In T 609/02 the respective EPO Technical Board dealt with a patent claim on the use of a steroid hormone or steroid hormone analogue, which interferes with AP-1 stimulated transcriptional activation of glucocorticoid receptor or retinoic acid receptor genes, for the preparation of a medicament for the treatment of AP-1-stimulated tumor formation, arthritis, asthma, allergies and rashes. The application itself only disclosed a screening method for identifying such steroid molecules, but it failed to actually disclose such molecule and to show data of any kind indicating that such a hormone or analogue could have an effect on any of the diseases it was claimed to treat. Even though the applicant provided evidence after the publication of the patent application that steroid hormone analogues identified by the method actually worked by the mechanism described in the application, the Board of Appeal rejected this claim, stating that sufficiency of disclosure must be satisfied at the effective date of the patent (i.e. priority or filing date).
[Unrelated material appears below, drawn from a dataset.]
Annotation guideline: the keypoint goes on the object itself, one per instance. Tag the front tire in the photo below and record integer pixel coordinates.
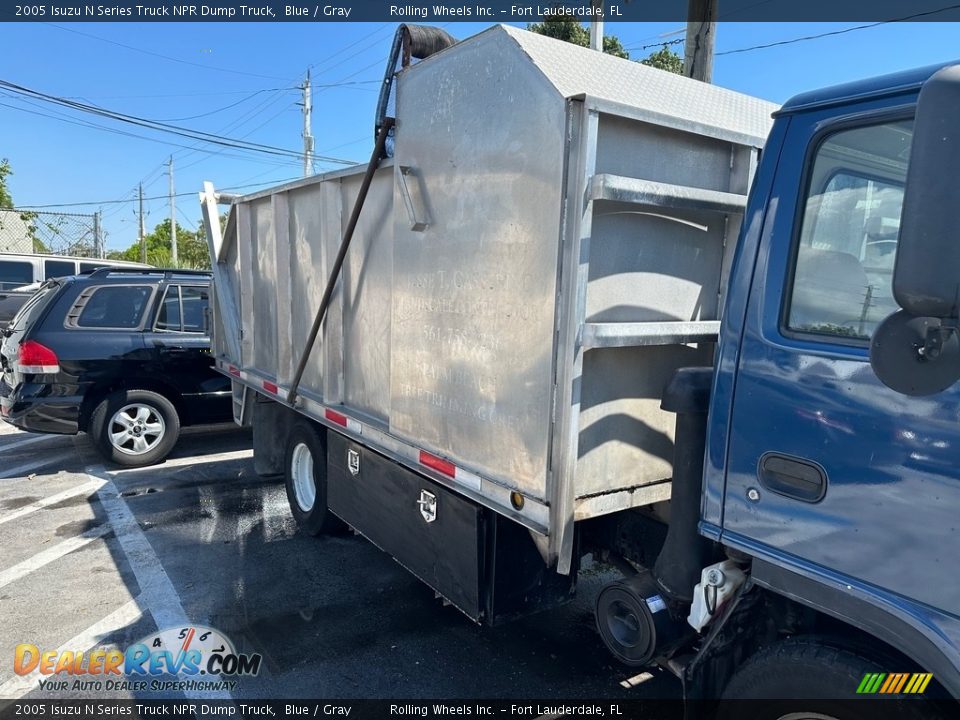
(813, 677)
(305, 477)
(135, 428)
The Board of Appeal further stated that at least one example in the application that shows e.g. the effect of the compound is necessary for taking the hurdle of enabling disclosure. Said example should substantiate the claimed technical effect so that it is rendered credible – the presence of a cause-and-effect relationship must be made “plausible”. This can be a mere in vitro experiment, which provides a first indication on the therapeutic effect that may be seen in vivo later on. During prosecution, such initial in vitro data can be further substantiated by clinical phase I-III data, which may have become available to the applicant in the meantime and which may be able to convince the EPO examiner. That means that if the patent application comprises at least in vitro data from the filing / priority date on that make a cause-and-effect-relationship “plausible” only then the applicant has the option of submitting more substantial, e.g. in vivo data after the effective date of the patent (i.e. post-filing).
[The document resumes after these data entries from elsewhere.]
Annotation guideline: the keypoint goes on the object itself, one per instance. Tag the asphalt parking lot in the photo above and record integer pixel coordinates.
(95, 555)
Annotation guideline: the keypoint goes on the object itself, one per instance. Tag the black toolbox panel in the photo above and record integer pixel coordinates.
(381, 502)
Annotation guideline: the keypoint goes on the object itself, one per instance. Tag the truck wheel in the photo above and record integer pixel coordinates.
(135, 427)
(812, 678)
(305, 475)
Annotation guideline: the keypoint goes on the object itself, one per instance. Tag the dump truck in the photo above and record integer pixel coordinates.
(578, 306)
However, in the case of mere speculative applications, which simply state such effect, but do not show at least in vitro data, things are certainly different. Even if late filed data do support the initially claimed effect they cannot retroactively heal the initial lack of enabling disclosure the application has had on the priority or filing day (T 609/02).
The practical consequences for would-be patentees
Thus, the practical advice for a biotech or pharmaceutical company has to be that all the data and results that are available on the filing day – even if they are only in vitro data – should be included in the patent application, e.g. an Indian national patent application that may be the basis for claiming a priority and, e.g. a PCT application filed in India that designates EPC contracting states. This is the only way to keep the option of submitting additional data later on post-filing during prosecution in Europe open, so that the claimed technical effect can be substantiated. In other words, the earliest point in time when to file a patent application in Europe (or a PCT application in India designating Europe) appears to be that day on which first, at least in vitro data are available that make the presence of a cause-and-effect relationship “plausible”.